Tuesday, May 21, 2013

Quiet Time

2012-11-07

By Ben Baker

I am 100 percent convinced that the world's greatest geniuses ARE the world's greatest geniused because they do manage to get some of this quiet time. No interruptions. Men understand. We're often at our peak, so to speak, at this time. Women, I don't know. If I ever get to interview Condaleeza Rice and she tells me, I'll let you know. 

These mental giants, like Einstein, had no interruptions when they took care of the most important matters. These matters allowed them to concentrate on stuff that led to things like E=MC2 on the chalkboard the next morning. 

How many people can you point to who made a world-shifting difference in the way we view the cosmos?  

Ok, how many of these had children? 

 I'm not saying they were not married, that can actually help, but no kids.
 
You know what I'm talking about. What's the smallest room in your house? Men, where’s the place where you do your most important thinking? 

The bathroom. 

If you have kids and try to go to the bathroom, that room suddenly becomes THE MOST IMPORTANT PLACE IN THE UNIVERSE. 

If you can have 3 kids, a spouse and 12 bathrooms with one of those bathrooms being behind a working coal furnace in a sub-basement with one 15 watt bulb in the middle of the bathroom and NO lights between the basement door and the bathroom. You try to sneak back there for some peace to think and euphemism, and all of a sudden everyone is going to become a professional spelunker (that's a cave explorer) and come down there with miner's headlights and cameras in hopes of making the next available edition of National Geographic by discovering heretofore unknown territory. 

Any other time you couldn't get a kid down there if you filled the bathroom with video games, movie tickets to the next Twilight episode and a ton of peanut M&Ms. 

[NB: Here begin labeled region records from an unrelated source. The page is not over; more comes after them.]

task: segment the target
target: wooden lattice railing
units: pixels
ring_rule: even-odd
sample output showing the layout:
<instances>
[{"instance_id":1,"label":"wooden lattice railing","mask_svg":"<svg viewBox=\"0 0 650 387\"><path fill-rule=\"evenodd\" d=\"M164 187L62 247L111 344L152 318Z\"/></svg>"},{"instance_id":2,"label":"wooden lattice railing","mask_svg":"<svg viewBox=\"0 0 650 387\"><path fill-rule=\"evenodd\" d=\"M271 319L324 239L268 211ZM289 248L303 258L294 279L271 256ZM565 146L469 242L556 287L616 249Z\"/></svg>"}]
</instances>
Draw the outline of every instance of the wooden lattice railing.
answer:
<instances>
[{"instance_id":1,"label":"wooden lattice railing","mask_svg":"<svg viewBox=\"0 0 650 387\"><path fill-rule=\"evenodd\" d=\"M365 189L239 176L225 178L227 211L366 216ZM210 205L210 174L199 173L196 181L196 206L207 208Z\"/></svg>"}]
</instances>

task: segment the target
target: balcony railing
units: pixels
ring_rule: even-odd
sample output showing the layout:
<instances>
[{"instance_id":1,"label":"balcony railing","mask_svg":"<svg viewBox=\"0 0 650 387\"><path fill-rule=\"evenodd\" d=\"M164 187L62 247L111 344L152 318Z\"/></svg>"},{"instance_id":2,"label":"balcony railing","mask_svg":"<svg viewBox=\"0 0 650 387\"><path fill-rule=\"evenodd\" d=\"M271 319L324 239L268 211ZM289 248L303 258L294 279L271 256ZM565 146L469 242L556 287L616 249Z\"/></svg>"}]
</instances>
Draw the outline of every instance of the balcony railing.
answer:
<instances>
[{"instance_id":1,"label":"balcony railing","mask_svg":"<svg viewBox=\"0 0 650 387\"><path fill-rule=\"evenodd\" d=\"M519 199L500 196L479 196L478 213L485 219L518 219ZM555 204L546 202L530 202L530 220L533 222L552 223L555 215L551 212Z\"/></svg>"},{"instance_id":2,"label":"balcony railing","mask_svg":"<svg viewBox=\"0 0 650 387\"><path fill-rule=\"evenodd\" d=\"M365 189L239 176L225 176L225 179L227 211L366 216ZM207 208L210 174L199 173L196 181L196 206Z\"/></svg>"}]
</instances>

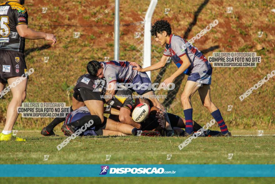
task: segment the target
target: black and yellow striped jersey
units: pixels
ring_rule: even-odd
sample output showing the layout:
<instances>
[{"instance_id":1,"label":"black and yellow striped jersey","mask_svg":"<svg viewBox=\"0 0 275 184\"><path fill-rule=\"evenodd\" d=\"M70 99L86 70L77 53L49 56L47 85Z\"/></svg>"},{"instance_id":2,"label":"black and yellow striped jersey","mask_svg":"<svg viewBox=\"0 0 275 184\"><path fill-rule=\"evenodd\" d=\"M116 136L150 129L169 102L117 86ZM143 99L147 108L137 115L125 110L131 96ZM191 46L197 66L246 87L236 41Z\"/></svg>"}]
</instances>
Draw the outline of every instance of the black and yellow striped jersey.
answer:
<instances>
[{"instance_id":1,"label":"black and yellow striped jersey","mask_svg":"<svg viewBox=\"0 0 275 184\"><path fill-rule=\"evenodd\" d=\"M24 52L25 39L20 36L16 26L28 24L28 13L17 2L7 1L0 4L0 50Z\"/></svg>"}]
</instances>

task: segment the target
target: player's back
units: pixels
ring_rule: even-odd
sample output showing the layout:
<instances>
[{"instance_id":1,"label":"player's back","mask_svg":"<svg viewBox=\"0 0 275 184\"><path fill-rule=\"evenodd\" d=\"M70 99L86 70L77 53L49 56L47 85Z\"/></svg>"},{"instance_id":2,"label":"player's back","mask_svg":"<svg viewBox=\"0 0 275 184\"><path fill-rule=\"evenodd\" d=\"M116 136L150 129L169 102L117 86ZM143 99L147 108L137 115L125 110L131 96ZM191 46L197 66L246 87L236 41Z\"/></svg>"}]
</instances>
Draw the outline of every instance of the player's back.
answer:
<instances>
[{"instance_id":1,"label":"player's back","mask_svg":"<svg viewBox=\"0 0 275 184\"><path fill-rule=\"evenodd\" d=\"M25 39L19 35L16 26L28 24L28 18L27 10L17 2L0 4L0 50L24 52Z\"/></svg>"},{"instance_id":2,"label":"player's back","mask_svg":"<svg viewBox=\"0 0 275 184\"><path fill-rule=\"evenodd\" d=\"M138 74L137 70L133 70L133 66L130 65L129 62L120 60L114 60L102 62L103 65L103 73L109 70L115 71L117 81L118 82L131 82ZM107 72L106 72L107 73ZM110 73L113 73L110 72ZM105 76L105 78L112 76Z\"/></svg>"}]
</instances>

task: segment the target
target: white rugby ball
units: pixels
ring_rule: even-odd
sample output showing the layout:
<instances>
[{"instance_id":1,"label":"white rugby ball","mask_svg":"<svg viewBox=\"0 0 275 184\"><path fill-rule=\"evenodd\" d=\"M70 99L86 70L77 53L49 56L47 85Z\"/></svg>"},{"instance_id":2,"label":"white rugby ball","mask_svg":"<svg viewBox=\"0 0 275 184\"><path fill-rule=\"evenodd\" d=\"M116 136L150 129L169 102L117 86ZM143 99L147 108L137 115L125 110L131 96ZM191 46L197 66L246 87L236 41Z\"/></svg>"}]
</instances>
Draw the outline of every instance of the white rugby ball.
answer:
<instances>
[{"instance_id":1,"label":"white rugby ball","mask_svg":"<svg viewBox=\"0 0 275 184\"><path fill-rule=\"evenodd\" d=\"M150 114L150 106L142 103L136 106L132 113L132 119L135 122L140 123L145 120Z\"/></svg>"}]
</instances>

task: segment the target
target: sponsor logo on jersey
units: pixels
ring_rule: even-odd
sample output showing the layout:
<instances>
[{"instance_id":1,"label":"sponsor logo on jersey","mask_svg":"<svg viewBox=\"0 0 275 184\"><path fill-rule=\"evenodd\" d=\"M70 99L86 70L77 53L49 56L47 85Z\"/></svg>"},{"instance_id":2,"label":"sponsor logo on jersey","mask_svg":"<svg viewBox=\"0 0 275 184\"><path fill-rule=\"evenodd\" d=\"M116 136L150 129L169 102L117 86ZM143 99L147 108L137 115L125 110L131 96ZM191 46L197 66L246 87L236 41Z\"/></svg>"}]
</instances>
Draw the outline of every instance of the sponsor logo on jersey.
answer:
<instances>
[{"instance_id":1,"label":"sponsor logo on jersey","mask_svg":"<svg viewBox=\"0 0 275 184\"><path fill-rule=\"evenodd\" d=\"M17 63L19 63L19 61L20 61L20 58L19 57L16 57L15 58L15 61Z\"/></svg>"},{"instance_id":2,"label":"sponsor logo on jersey","mask_svg":"<svg viewBox=\"0 0 275 184\"><path fill-rule=\"evenodd\" d=\"M3 71L4 71L4 72L10 72L11 66L3 65Z\"/></svg>"},{"instance_id":3,"label":"sponsor logo on jersey","mask_svg":"<svg viewBox=\"0 0 275 184\"><path fill-rule=\"evenodd\" d=\"M23 10L19 10L17 11L17 14L18 16L25 16L25 13L26 13L26 9Z\"/></svg>"},{"instance_id":4,"label":"sponsor logo on jersey","mask_svg":"<svg viewBox=\"0 0 275 184\"><path fill-rule=\"evenodd\" d=\"M0 6L0 15L7 15L10 7L9 6Z\"/></svg>"},{"instance_id":5,"label":"sponsor logo on jersey","mask_svg":"<svg viewBox=\"0 0 275 184\"><path fill-rule=\"evenodd\" d=\"M18 18L18 20L20 22L26 22L26 18L23 17L21 17Z\"/></svg>"},{"instance_id":6,"label":"sponsor logo on jersey","mask_svg":"<svg viewBox=\"0 0 275 184\"><path fill-rule=\"evenodd\" d=\"M11 32L12 36L11 37L12 38L16 38L17 37L17 35L18 34L16 32Z\"/></svg>"},{"instance_id":7,"label":"sponsor logo on jersey","mask_svg":"<svg viewBox=\"0 0 275 184\"><path fill-rule=\"evenodd\" d=\"M89 83L89 82L90 80L90 79L89 79L88 78L84 77L82 79L82 80L81 80L81 82L85 83L86 84L88 84L88 83Z\"/></svg>"}]
</instances>

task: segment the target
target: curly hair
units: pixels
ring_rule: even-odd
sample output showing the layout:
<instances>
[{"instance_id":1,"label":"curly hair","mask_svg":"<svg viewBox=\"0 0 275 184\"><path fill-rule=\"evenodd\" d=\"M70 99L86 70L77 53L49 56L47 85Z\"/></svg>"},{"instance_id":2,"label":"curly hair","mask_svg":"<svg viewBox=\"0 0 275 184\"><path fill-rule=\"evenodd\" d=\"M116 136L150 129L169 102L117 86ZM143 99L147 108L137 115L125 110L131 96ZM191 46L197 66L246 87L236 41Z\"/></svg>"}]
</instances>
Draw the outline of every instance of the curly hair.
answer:
<instances>
[{"instance_id":1,"label":"curly hair","mask_svg":"<svg viewBox=\"0 0 275 184\"><path fill-rule=\"evenodd\" d=\"M152 29L150 32L152 36L156 36L157 33L162 33L164 31L167 33L168 35L170 35L172 33L171 25L167 20L160 20L157 21L152 26Z\"/></svg>"},{"instance_id":2,"label":"curly hair","mask_svg":"<svg viewBox=\"0 0 275 184\"><path fill-rule=\"evenodd\" d=\"M98 71L101 66L99 62L96 60L92 60L89 62L87 65L87 71L91 76L96 76Z\"/></svg>"}]
</instances>

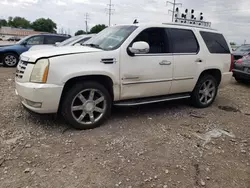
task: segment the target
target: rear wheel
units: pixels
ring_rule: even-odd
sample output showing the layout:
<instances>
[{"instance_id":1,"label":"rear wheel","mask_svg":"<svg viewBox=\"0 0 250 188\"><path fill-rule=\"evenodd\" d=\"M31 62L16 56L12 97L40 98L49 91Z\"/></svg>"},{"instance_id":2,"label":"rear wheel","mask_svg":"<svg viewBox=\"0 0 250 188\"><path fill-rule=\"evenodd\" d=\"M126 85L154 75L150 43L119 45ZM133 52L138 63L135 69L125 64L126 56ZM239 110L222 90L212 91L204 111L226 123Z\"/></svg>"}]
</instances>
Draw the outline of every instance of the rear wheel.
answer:
<instances>
[{"instance_id":1,"label":"rear wheel","mask_svg":"<svg viewBox=\"0 0 250 188\"><path fill-rule=\"evenodd\" d=\"M110 94L101 84L77 83L64 96L62 114L74 128L92 129L107 119L111 105Z\"/></svg>"},{"instance_id":2,"label":"rear wheel","mask_svg":"<svg viewBox=\"0 0 250 188\"><path fill-rule=\"evenodd\" d=\"M197 108L206 108L214 102L217 92L216 79L212 75L203 75L192 92L192 104Z\"/></svg>"},{"instance_id":3,"label":"rear wheel","mask_svg":"<svg viewBox=\"0 0 250 188\"><path fill-rule=\"evenodd\" d=\"M6 53L3 55L3 65L5 67L16 67L18 64L18 56L14 53Z\"/></svg>"}]
</instances>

All of a sudden everyone in the house has to brush their teeth, hair, clip toenails, scrape mildew off the shower walls, check the plumbing under the sink, look for a lost library book, get help with homework, check someone's blood pressure, make sure there's no expired medicine in the cabinet, file IRS form 1040, compose a symphony, apply for college, fill out the mortgage paperwork they couldn't complete in the bank's drive-through lane, order pizza for supper, hand you the phone to speak to the President of the United States and of course let me not leave out, stand there impatiently with crossed legs saying "HURRY UP ALREADY!" never mind the fact the bathroom was empty for four solid hours prior to your entrance and there is another COMPLETELY EMPTY bathroom elsewhere in the house. Now that you are enthroned, so to speak, everyone in the house suddenly has to euphemism when you are. 
 
Must be something in the air.
 
And speaking of something in the air, it doesn't matter if the wallpaper is peeling, the light bulb exploded, the fan resigned in protest and roaches crawl out of the cabinets waving white flags carrying United Nations-endorsed treaties with a promise to move to Minnesota, you could, in fact, be sitting there with a gas mask and spare oxygen tanks and everyone is still going to come in. I don't know about your house, but at mine no one says a word. Not a thing. 
 
Maybe they're afraid of being evicted, or worse yet, getting one of those "So? Whatta ya expect after all?" stares.